This article was originally published on Friday, 1 February 2019 at 7:29 A.M. SGT; it has since been updated.
CapitaLand Retail China Trust (CRCT) reported on Friday that its net property income for the fourth quarter increased 8.8 percent on-year to S$35.88 million on its newly acquired Rock Square mall and an improved performance in its other malls.
Gross revenue for the quarter ended 31 December increased 3.0 percent on-year to S$55.74 million, the REIT said in a filing to SGX before the market open on Friday.
In yuan terms, gross revenue rose 6.1 percent on-year to 281.03 million yuan, while net property income increased 12.2 percent on-year to 181.07 million yuan, it said.
Distribution per unit (DPU) for the quarter was 2.42 Singapore cents, up 2.1 percent from 2.37 Singapore cents in the year-ago quarter, the filing said. The increase in DPU came even as the trust issued 64.4 million new units in early December in a private placement, it said.
Daiwa had forecast net property income of S$36.8 million on revenue of S$59.7 million, with a DPU of 2.59 Singapore cents for the quarter.
Soh Kim Soon, chairman of CapitaLand Retail China Trust Management (CRCTM), the REIT’s manager, said that even with uncertainties over the economic outlook, China’s retail sales rose 9.0 percent on-year in 2018, supported by urban disposable income rising 7.8 percent.
“China’s more moderate pace of growth is reflective of an economy undergoing transition and its long-term fundamentals remain positive,” he said. “We are confident that CRCT’s quality family-oriented shopping malls will continue to benefit from China’s growing middle class and policies implemented to stimulate the economy.”
Portfolio occupancy was at 97.5 percent at end-December, while full-year rental reversion was 10.9 percent and full-year tenant sales at the REIT’s malls were up 18.8 percent on-year, the filing said.
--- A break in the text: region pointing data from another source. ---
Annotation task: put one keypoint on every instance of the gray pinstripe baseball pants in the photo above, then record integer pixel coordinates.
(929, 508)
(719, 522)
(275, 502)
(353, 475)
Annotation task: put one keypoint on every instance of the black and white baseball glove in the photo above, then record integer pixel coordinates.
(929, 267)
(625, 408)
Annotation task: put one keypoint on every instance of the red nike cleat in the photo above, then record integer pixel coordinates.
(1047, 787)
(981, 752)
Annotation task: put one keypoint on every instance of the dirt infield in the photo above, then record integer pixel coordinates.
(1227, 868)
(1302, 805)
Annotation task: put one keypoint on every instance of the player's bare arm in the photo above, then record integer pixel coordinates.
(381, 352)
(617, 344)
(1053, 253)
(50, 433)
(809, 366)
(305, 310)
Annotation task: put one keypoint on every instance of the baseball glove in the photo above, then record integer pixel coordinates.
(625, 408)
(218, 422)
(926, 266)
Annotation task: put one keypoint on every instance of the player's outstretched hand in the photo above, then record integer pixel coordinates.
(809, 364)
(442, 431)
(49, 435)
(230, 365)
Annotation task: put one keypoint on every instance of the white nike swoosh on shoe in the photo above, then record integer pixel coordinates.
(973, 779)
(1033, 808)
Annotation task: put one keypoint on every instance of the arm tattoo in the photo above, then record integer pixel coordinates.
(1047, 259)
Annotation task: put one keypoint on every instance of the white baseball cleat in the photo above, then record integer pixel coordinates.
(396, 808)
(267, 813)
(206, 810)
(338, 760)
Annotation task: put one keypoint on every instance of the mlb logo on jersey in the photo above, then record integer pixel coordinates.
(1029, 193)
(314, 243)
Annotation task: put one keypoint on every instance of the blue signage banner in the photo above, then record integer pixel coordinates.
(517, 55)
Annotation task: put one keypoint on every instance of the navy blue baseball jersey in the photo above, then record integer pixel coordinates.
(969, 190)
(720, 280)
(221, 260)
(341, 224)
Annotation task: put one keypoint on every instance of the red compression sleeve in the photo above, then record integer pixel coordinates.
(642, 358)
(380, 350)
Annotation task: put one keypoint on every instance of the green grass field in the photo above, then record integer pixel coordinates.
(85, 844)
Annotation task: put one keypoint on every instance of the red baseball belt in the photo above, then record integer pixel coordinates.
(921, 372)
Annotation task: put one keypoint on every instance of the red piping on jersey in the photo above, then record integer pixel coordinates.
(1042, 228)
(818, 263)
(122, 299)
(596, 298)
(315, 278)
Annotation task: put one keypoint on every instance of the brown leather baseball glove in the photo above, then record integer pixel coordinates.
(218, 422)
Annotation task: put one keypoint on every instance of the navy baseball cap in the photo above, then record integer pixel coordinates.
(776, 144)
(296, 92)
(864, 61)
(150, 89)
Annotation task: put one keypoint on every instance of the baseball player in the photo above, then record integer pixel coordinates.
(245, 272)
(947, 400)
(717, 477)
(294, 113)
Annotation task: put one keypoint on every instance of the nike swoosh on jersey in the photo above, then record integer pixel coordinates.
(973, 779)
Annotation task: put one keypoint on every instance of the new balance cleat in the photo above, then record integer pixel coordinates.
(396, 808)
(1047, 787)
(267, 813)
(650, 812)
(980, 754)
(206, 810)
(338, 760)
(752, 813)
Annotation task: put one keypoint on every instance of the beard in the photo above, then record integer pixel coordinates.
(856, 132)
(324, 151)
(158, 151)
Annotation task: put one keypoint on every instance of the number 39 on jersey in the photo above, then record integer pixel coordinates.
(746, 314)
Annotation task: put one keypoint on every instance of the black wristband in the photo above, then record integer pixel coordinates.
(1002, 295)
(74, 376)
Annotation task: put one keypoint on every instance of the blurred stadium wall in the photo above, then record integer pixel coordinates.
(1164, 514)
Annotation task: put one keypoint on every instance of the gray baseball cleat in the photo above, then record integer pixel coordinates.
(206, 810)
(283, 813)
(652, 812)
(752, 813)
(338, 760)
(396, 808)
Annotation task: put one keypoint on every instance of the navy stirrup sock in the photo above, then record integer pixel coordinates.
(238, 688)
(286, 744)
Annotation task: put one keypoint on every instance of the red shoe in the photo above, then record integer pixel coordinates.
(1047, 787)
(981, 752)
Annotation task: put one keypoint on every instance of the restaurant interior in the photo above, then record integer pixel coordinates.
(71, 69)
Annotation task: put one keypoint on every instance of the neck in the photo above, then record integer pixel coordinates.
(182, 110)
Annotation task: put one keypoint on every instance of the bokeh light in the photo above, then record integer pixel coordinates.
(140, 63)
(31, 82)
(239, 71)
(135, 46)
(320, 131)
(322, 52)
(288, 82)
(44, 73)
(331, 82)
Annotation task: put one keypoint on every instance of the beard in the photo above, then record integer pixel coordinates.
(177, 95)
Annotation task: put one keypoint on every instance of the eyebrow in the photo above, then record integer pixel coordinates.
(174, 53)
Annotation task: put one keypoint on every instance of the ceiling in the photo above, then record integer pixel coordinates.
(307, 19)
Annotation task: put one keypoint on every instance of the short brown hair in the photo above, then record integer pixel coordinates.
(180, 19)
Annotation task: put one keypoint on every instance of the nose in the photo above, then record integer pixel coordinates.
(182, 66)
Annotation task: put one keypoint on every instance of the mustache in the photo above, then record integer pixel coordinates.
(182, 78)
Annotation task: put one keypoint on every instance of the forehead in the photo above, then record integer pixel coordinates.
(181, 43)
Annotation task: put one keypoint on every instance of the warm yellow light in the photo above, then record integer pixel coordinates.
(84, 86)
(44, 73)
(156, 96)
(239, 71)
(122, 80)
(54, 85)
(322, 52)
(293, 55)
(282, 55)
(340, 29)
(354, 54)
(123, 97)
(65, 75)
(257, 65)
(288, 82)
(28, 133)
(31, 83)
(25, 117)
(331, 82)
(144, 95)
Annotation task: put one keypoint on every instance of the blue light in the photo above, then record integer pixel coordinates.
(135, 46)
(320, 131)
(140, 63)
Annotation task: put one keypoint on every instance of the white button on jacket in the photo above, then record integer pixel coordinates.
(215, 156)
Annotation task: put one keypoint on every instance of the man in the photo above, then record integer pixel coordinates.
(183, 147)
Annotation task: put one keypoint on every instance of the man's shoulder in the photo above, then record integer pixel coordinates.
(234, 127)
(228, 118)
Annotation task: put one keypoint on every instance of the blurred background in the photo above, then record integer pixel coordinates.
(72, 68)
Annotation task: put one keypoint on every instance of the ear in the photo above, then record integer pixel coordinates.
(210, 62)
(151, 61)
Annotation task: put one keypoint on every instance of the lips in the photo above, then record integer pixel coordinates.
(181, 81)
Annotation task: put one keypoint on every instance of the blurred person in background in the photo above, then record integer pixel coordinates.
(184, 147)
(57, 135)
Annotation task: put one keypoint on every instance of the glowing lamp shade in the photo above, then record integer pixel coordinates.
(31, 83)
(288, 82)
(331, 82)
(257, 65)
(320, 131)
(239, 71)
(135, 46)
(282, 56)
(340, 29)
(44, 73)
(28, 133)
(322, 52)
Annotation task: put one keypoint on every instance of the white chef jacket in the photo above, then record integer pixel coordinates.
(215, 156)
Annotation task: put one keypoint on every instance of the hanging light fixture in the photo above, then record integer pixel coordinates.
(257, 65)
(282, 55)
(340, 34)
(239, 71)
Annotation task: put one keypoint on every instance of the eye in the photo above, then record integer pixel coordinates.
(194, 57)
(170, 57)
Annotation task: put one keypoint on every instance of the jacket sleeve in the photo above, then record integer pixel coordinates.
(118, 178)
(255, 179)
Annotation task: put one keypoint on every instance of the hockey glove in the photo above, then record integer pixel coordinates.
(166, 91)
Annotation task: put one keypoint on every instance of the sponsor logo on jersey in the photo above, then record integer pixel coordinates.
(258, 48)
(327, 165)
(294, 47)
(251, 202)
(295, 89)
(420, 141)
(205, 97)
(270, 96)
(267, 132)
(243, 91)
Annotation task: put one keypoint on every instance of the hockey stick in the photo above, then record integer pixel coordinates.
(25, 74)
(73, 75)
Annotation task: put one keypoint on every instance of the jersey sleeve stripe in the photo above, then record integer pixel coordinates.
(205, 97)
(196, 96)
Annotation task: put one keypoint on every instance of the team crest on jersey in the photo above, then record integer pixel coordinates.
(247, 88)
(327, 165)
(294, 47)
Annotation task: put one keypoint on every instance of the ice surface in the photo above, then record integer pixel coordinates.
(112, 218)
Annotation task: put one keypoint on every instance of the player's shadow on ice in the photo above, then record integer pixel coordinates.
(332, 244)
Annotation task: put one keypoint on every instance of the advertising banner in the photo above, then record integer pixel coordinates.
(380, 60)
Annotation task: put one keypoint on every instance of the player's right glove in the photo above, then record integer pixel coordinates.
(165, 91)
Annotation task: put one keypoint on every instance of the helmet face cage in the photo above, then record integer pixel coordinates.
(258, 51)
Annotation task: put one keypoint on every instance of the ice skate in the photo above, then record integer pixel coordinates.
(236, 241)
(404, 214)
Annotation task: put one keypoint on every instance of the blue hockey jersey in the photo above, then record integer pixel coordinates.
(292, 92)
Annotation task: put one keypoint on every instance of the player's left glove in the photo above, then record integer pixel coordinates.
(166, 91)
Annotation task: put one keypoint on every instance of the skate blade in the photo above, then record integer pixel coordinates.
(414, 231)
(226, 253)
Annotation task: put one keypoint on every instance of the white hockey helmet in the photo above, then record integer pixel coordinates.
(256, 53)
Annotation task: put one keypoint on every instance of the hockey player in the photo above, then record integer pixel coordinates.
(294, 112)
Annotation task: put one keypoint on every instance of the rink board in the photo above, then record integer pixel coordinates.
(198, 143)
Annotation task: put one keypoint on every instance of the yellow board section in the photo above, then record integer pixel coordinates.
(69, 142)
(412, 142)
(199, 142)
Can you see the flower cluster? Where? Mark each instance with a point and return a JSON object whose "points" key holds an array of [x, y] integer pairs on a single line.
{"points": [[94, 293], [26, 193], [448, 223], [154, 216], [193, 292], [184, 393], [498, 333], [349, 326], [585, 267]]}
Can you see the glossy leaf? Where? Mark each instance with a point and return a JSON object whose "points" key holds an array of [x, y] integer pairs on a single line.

For the full year, CRCT reported net property income fell 1.2 percent on-year to S$147.42 million on gross revenue of S$222.74 million, down 2.8 percent on-year. DPU for the full year was 10.22 Singapore cents, up 1.2 percent from 10.10 Singapore cents in the previous year.
JPMorgan had forecast full-year net property income of S$148 million on revenue of S$229 million, with a DPU of 10.5 Singapore cents.
DBS forecast full-year net property income of S$146 million on revenue of S$228 million, with a DPU of 10.2 Singapore cents.
JPMorgan said in a mid-January note that the trust’s portfolio is “well-located near key transport nodes, with demand underpinned by local catchments, family-oriented shopping. Necessity spending is to remain resilient despite concerns of slowing retail sales growth, which is expected to first impact discretionary spending.” It rates the unit at Overweight with S$1.60 target.
CRCT has a portfolio of 11 malls across eight China cities.